Cependant, ce qui avait propulsé la croissance de Fidelity plus récemment serait un anathème pour Ned Johnson.

Fin 2021, les actifs sous gestion de Fidelity avaient grimpé à 4,5 milliards de dollars – ce qui en fait le troisième plus grand gestionnaire d’actifs au monde – grâce en grande partie à la croissance fulgurante des fonds indiciels passifs hébergés dans sa filiale Geode de 1 milliard de dollars.

Ned Johnson a lancé les fonds indiciels de Fidelity, mais ils ont langui sous une marque distincte, Spartan, et n’ont été pleinement intégrés au giron de Fidelity que sous sa fille et successeur, Abigail Johnson.

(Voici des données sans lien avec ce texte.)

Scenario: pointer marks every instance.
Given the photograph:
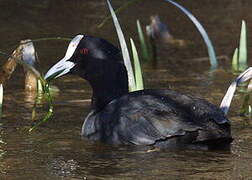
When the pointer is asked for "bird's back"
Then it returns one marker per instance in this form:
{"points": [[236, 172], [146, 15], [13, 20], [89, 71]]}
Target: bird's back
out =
{"points": [[160, 118]]}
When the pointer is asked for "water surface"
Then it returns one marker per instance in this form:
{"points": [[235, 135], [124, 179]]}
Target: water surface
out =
{"points": [[56, 151]]}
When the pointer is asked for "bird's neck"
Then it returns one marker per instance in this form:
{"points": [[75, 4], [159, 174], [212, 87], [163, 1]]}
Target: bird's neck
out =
{"points": [[111, 85]]}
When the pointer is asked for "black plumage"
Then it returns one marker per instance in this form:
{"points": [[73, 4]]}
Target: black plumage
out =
{"points": [[162, 118]]}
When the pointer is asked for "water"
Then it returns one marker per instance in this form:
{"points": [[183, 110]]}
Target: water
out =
{"points": [[56, 151]]}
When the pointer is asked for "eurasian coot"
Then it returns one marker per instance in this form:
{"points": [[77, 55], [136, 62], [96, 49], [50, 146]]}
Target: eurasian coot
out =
{"points": [[161, 118]]}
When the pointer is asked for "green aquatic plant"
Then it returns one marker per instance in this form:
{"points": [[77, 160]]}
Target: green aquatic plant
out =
{"points": [[1, 99], [137, 67], [144, 47], [44, 84], [243, 77], [125, 51], [135, 79], [210, 48], [239, 61]]}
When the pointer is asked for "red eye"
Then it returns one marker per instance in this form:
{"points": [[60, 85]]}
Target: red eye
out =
{"points": [[84, 51]]}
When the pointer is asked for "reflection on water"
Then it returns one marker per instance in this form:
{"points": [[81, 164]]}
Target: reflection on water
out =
{"points": [[56, 151]]}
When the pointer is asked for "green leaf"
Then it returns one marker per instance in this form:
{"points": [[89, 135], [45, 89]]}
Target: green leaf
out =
{"points": [[226, 101], [243, 47], [235, 64], [210, 48], [137, 66], [142, 42], [124, 48], [1, 99]]}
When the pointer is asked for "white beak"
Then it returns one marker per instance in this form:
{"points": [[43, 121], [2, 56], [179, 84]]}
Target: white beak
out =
{"points": [[64, 66]]}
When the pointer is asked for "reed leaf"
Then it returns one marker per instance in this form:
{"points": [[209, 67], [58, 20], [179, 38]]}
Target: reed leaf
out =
{"points": [[235, 63], [243, 47], [137, 67], [226, 101], [1, 100], [210, 48], [124, 48], [143, 44]]}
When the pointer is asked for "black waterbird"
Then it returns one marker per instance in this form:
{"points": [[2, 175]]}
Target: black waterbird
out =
{"points": [[161, 118]]}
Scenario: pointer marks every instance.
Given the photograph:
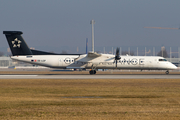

Son père a dit un jour qu’il doutait que les fonds indiciels décollent un jour. « Je ne peux pas croire que la grande masse des investisseurs se contente de recevoir des rendements moyens. Le nom du jeu est d’être le meilleur », a déclaré Ned Johnson au Globe de Boston aux débuts de l’investissement passif.

De plus, Fidelity sous Abigail Johnson a entamé une rupture prudente avec la culture de gestionnaire de fonds superstar de Fidelity et a élargi sa base d’employeurs à partir des partisans blancs, masculins, de la classe moyenne et catholiques des Red Sox qui dominaient depuis sa fondation.

Ces mouvements semblent contraires à l’entreprise incarnée par les deux premiers Johnson et montrent à quel point l’industrie de la gestion d’actifs a changé ces derniers temps. L’ère où l’on formait des gestionnaires d’investissement vedettes avant de les transformer en noms familiers et de regarder l’argent arriver est révolue.

Mais peut-être que le vrai secret du succès de Fidelity sous la dynastie Johnson est une capacité d’adaptation sous-estimée. En 1969, Edward Johnson II a fait une référence indirecte à l’environnement qu’il a tenté d’inculquer à Fidelity, ce qui pourrait aider à expliquer pourquoi son fils et sa petite-fille se sont avérés des intendants aussi disparates mais aussi habiles de son héritage.

Vous voulez le plus grand degré de laissez-faire sans chaos. Les enfants savent que vous les aimez et que vous êtes toujours là et sinon vous les laissez tranquilles et c’est tout. C’est comme ça ici aussi, je pense.